Judith told me that her high school basketball team beat Phil Jackson’s. She said Jackson (who’s now the Lakers’ coach) was a tall, geeky guy back then. She partied with him a few times, and Judith said he always called her “Sugar.”
Judith then poured me a glass of Australian wine, which was great.
When people showed up, Judith was giving them gifts. She gave me a Who’s Your Daddy energy drink, but I can’t remember why she said she was giving out gifts. I said, “This is the only birthday party where the people showing up get gifts.” A guy at the bar, who seemed to have been drinking for a while, pointed out that he gave Judith a Target gift card.

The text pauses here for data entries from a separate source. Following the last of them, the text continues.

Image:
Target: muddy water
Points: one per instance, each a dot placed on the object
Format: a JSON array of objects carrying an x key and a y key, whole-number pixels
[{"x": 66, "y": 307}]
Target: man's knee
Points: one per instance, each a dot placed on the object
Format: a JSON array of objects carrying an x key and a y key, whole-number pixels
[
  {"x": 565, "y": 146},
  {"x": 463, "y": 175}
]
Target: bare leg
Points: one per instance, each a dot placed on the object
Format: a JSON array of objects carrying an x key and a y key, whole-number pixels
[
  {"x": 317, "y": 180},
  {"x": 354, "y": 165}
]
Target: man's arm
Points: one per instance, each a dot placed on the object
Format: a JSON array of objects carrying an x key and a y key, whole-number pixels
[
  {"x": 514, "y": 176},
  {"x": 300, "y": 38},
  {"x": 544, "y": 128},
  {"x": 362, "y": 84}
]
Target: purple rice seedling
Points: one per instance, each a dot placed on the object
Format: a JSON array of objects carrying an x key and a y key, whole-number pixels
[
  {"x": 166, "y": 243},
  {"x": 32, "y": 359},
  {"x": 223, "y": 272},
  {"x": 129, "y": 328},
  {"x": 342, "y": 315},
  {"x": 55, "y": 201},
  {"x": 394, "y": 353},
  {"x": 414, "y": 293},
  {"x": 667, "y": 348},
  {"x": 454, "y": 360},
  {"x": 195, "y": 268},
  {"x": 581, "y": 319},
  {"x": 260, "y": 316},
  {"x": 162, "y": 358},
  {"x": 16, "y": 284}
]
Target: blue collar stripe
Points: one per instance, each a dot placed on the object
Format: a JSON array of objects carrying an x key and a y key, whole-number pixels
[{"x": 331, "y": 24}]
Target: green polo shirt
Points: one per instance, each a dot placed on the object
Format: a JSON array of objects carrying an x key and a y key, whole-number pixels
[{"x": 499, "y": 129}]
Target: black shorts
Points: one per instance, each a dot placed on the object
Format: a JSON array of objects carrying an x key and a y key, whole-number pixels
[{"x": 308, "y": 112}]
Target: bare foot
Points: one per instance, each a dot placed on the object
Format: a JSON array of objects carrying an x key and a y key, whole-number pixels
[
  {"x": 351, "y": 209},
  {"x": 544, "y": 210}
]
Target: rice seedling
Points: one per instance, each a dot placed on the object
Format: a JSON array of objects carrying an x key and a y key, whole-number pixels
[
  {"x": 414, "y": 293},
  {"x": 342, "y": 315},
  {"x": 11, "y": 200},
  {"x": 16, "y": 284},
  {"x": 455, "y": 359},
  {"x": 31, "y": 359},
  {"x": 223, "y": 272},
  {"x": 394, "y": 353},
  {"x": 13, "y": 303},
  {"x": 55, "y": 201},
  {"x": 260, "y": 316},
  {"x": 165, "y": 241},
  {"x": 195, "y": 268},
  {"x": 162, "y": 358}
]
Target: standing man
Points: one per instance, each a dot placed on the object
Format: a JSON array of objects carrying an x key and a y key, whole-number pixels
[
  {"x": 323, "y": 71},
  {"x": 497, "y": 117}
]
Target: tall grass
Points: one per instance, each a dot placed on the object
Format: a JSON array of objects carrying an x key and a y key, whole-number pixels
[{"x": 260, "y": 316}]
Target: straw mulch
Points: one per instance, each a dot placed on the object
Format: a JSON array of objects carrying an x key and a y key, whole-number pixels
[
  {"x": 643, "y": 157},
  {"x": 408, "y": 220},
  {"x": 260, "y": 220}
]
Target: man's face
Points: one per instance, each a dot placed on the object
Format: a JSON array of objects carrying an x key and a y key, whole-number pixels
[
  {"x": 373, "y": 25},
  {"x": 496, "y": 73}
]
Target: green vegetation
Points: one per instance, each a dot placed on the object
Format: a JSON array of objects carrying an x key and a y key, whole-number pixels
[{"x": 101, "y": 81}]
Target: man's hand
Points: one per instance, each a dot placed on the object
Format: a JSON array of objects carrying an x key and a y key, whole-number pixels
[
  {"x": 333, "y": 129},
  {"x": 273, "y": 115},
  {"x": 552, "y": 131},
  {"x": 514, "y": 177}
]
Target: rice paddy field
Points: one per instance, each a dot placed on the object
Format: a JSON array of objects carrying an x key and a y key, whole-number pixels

Judith would take a swig of wine, go dance for a bit, and then come back and tell me great stories. She said, “I’ve posed nude, twice, for artists. Hey, I need to pay the bills.” I told her she’s like the Bettie Page of North Park.
She told me she had her eyes done in TJ for $500. She said they were getting droopy. I asked if it made her nervous going there for surgery, and she said, “No. They have great doctors. But they wouldn’t take credit cards. That was a pain.”
Among the other facts she threw out: she’s a quarter Chippewa Indian, and her chihuahua won the World’s Fastest Chihuahua contest.
There was a big guy with dreads who told me he didn’t know Judith, but his friend invited him. He said, “I’m the real birthday crasher. I’m going to 20 more parties by the end of the month.” A few minutes later, I saw him in another part of the bar reading.
I noticed one guy was wearing a pizza hat. Another person had gorilla-feet shoes they got from Goodwill ($4.99).
I’m guessing my “rabbit out of the hat” joke would’ve worked with this crowd.